04-05-2015 02:26 PM
Hi,
Can I have an IOS CA Server and a GET VPN Key Server working in the same ISR G2?
Thanks
Emanuel
04-06-2015 02:26 AM
Emanuel,
GETVPN DIG is the place to go.
http://www.cisco.com/c/dam/en/us/products/collateral/security/group-encrypted-transport-vpn/GETVPN_DIG_version_1_0_External.pdf
Quote
It is also possible to deploy IOS CA and KS on the same device for small-scale GET VPN deployments.
M.
04-06-2015 07:08 AM
Hi Marcin,
Thanks for your help.
What is an small-scale in this case?
My customer has 132 remote sites, he's also intended to deploy 2 routers in each remote site and he has 2 data centers.
This case applies for an small-scale?
Thanks in advance
Emanuel
04-06-2015 09:47 AM
Emanuel,
No I would not necessarily call this a small scale deployment, although we do scale above 4000 GMs.
Please note that, at least as far as I am aware, there is no strict definition that a setup like this would not be supported for larger scale deployment. You may want to shoot your SE an email so they can discuss with business unit it they limit supportability of such setup somewhere.

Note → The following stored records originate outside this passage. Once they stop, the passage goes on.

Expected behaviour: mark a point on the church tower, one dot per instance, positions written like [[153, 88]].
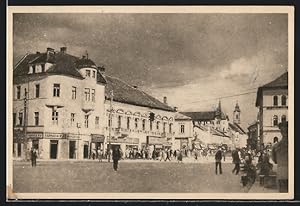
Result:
[[237, 114]]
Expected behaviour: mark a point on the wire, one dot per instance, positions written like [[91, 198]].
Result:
[[223, 97]]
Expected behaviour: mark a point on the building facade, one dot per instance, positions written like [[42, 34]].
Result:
[[272, 102], [184, 133], [129, 126], [61, 107]]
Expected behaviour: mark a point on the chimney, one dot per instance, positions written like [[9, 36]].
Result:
[[101, 69], [50, 51], [165, 100], [63, 50]]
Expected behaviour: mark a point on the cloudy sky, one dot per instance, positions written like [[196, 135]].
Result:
[[193, 59]]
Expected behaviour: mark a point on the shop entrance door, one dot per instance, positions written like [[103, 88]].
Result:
[[72, 147], [19, 149], [86, 151], [53, 149]]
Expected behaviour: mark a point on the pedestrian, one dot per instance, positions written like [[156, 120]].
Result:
[[33, 157], [116, 155], [236, 161], [167, 155], [218, 158], [280, 157], [179, 157], [100, 155]]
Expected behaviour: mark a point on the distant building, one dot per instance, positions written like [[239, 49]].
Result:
[[61, 105], [183, 131], [252, 141], [237, 114], [214, 127], [272, 102]]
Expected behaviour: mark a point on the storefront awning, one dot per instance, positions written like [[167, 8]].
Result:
[[127, 140], [98, 138]]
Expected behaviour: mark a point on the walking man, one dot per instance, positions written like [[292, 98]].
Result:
[[236, 161], [33, 157], [116, 155], [218, 158], [280, 157]]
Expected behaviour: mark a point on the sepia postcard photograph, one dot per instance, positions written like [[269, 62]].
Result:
[[150, 102]]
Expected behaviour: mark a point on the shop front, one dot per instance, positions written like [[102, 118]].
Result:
[[158, 143], [124, 143], [19, 142]]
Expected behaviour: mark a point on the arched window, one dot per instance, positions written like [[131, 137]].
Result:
[[275, 120], [283, 100], [275, 101], [283, 118]]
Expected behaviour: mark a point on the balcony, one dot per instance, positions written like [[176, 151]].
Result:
[[88, 106], [121, 131], [167, 135], [55, 102]]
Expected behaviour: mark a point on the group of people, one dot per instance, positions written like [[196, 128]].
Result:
[[278, 153]]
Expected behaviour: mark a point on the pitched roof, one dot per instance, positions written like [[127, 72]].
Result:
[[237, 128], [126, 93], [199, 116], [63, 63], [180, 116], [280, 82]]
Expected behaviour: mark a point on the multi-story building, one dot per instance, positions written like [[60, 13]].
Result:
[[130, 124], [272, 102], [64, 104], [61, 105], [253, 135]]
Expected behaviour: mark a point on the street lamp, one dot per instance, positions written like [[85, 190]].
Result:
[[110, 123]]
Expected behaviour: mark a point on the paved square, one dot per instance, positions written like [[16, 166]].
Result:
[[132, 177]]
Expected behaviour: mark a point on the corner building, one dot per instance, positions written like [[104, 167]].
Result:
[[60, 105], [130, 124], [272, 102]]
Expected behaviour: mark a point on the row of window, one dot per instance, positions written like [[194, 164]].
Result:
[[89, 74], [136, 124], [54, 118], [275, 120], [88, 92], [283, 100]]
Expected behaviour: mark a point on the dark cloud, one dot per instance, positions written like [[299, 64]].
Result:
[[156, 49]]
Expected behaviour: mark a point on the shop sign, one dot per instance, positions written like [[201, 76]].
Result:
[[156, 140], [35, 135], [73, 136], [125, 140], [55, 135], [97, 138]]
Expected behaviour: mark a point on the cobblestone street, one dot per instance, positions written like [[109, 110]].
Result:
[[142, 177]]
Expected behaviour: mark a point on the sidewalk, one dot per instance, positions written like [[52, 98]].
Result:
[[185, 160], [256, 188]]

Technically speaking, what you need to take into consideration:
- CPU utilization during registration (can be offloaded by using external CDP URL).
- Type of rekey.
- Amount of GM re-registrations. (i.e. stability of environment).
- KS COOP or not.
- KS platform of choice.
What you want to make sure is that PKI functions will not affect KS functions. (For example during multi spokes registering and performing CRL checks).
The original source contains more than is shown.